Non sussiste alcuna irragionevolezza

Sottolinea inoltre la Consulta che “l'intervento prefigurato dal giudice rimettente mira a trasporre nell'ambito della pensione ai superstiti princìpi e presupposti caratteristici della pensione diretta, lungo una direttrice disarmonica rispetto all'odierna disciplina del diritto alla pensione ai superstiti, configurato come diritto autonomo e originario". I due istituti rispondono infatti a logiche peculiari: alla pensione diretta di vecchiaia si applicano coefficienti di trasformazione modulati sulla base della scelta legislativa di innalzare l'età pensionabile, mentre alla pensione ai superstiti non può applicarsi la medesima logica essendo un istituto erogato anche ai congiunti di un assicurato che non abbia conseguito la pensione di vecchiaia e sia morto prima di compiere i cinquantasette anni di età.

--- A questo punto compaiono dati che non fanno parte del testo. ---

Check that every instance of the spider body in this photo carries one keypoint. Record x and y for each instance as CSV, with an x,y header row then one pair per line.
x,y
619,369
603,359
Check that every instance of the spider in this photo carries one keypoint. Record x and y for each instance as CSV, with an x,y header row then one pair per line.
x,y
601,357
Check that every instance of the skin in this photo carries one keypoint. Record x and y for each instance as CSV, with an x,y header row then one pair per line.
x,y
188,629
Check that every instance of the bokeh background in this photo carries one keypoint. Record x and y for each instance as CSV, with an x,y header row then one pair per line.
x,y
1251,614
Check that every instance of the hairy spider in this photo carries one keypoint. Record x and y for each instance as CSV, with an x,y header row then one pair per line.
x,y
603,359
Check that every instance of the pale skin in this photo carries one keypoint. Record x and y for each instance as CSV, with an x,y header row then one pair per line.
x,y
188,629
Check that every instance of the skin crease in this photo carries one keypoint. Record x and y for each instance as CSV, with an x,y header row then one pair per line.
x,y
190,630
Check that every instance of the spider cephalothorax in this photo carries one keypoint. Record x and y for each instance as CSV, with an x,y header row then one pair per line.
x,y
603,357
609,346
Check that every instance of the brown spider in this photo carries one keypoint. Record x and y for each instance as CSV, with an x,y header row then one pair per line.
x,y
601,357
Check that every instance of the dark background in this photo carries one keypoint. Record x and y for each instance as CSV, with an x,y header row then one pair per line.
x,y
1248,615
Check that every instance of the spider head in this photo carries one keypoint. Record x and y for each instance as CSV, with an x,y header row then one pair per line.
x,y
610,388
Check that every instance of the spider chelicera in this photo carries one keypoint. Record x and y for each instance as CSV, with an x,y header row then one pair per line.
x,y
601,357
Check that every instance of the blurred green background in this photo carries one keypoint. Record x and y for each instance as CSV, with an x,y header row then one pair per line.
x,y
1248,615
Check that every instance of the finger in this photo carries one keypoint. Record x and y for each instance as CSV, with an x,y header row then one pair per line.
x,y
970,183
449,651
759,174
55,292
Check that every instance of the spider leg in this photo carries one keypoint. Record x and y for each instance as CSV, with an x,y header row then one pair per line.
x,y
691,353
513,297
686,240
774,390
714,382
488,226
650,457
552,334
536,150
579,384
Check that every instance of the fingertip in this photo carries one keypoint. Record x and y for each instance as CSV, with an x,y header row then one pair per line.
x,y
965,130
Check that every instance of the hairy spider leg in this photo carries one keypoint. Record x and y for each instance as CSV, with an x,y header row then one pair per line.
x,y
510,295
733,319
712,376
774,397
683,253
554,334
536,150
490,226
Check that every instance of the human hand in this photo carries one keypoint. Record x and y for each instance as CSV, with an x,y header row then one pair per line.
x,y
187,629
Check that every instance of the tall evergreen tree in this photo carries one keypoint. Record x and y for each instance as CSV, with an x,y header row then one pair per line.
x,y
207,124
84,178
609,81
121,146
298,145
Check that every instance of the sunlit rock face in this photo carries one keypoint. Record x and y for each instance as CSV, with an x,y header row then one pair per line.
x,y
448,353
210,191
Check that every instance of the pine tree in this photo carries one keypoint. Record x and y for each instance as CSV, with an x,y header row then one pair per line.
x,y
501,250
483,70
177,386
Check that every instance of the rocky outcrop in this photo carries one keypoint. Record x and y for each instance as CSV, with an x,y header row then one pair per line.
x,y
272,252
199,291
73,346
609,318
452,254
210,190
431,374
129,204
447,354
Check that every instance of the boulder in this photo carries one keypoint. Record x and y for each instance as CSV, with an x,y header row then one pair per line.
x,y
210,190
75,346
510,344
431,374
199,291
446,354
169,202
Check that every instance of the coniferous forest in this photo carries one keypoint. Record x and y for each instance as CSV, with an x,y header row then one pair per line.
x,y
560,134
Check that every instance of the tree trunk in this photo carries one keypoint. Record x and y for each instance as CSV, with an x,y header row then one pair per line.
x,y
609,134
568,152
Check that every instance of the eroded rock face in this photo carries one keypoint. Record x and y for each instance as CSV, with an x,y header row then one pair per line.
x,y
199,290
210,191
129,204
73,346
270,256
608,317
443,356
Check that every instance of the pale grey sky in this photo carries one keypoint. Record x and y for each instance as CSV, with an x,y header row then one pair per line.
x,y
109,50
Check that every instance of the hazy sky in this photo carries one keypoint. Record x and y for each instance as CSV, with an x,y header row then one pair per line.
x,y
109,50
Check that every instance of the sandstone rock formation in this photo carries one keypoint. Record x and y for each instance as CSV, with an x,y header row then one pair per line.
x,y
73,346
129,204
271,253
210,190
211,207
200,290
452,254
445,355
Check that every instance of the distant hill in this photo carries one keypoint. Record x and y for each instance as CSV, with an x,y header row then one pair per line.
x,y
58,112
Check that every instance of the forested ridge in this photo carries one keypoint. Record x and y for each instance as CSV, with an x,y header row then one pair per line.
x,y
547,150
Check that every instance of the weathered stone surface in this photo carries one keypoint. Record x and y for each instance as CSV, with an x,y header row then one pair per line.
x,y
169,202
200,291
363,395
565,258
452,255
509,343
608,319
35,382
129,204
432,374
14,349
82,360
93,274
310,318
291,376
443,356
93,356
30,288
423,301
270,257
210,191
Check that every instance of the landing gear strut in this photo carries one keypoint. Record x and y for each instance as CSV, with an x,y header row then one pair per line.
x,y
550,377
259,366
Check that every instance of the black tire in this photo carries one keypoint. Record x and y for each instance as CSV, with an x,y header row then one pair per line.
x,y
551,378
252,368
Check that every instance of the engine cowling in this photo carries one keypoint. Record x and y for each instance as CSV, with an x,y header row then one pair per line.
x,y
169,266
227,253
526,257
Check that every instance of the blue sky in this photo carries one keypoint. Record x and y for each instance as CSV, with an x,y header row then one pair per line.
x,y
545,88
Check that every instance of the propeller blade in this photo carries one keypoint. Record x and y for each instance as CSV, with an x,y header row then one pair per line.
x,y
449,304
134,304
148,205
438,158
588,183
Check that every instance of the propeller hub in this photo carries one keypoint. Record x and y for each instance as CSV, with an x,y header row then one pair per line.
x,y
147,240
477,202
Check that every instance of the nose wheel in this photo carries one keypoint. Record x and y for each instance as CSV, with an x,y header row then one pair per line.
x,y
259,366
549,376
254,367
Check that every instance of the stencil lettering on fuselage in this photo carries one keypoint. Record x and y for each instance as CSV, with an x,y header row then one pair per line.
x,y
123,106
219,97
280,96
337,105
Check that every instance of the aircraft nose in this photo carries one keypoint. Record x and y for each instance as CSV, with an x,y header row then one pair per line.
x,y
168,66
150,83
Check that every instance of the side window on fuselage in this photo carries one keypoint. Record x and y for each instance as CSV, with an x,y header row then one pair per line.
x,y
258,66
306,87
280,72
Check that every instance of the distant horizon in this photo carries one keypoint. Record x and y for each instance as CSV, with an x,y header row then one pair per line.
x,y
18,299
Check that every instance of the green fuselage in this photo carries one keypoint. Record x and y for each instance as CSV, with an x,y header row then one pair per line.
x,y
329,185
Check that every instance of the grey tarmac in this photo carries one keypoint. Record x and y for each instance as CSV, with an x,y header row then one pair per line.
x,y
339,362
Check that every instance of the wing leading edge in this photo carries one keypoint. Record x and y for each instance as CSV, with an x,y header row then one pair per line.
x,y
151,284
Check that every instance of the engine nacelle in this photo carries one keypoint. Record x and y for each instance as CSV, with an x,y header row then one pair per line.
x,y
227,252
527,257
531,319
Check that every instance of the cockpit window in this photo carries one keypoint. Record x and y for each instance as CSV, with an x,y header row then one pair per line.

In conclusione "la soluzione tratteggiata vanificherebbe la logica premiale, che presiede all'attribuzione di un coefficiente di trasformazione più cospicuo a chi rimanga in servizio per un periodo più lungo, anche oltre la data di maturazione del diritto alla pensione di vecchiaia (art. 24, co. 4, D.L. n. 201/2011) e condurrebbe a uniformare indiscriminatamente verso l'alto il trattamento riservato ai superstiti, in tutte le ipotesi in cui l'assicurato muoia prima di avere conseguito il diritto alla pensione diretta”.
La Corte dichiara dunque non fondata la questione di legittimità costituzionale sollevata.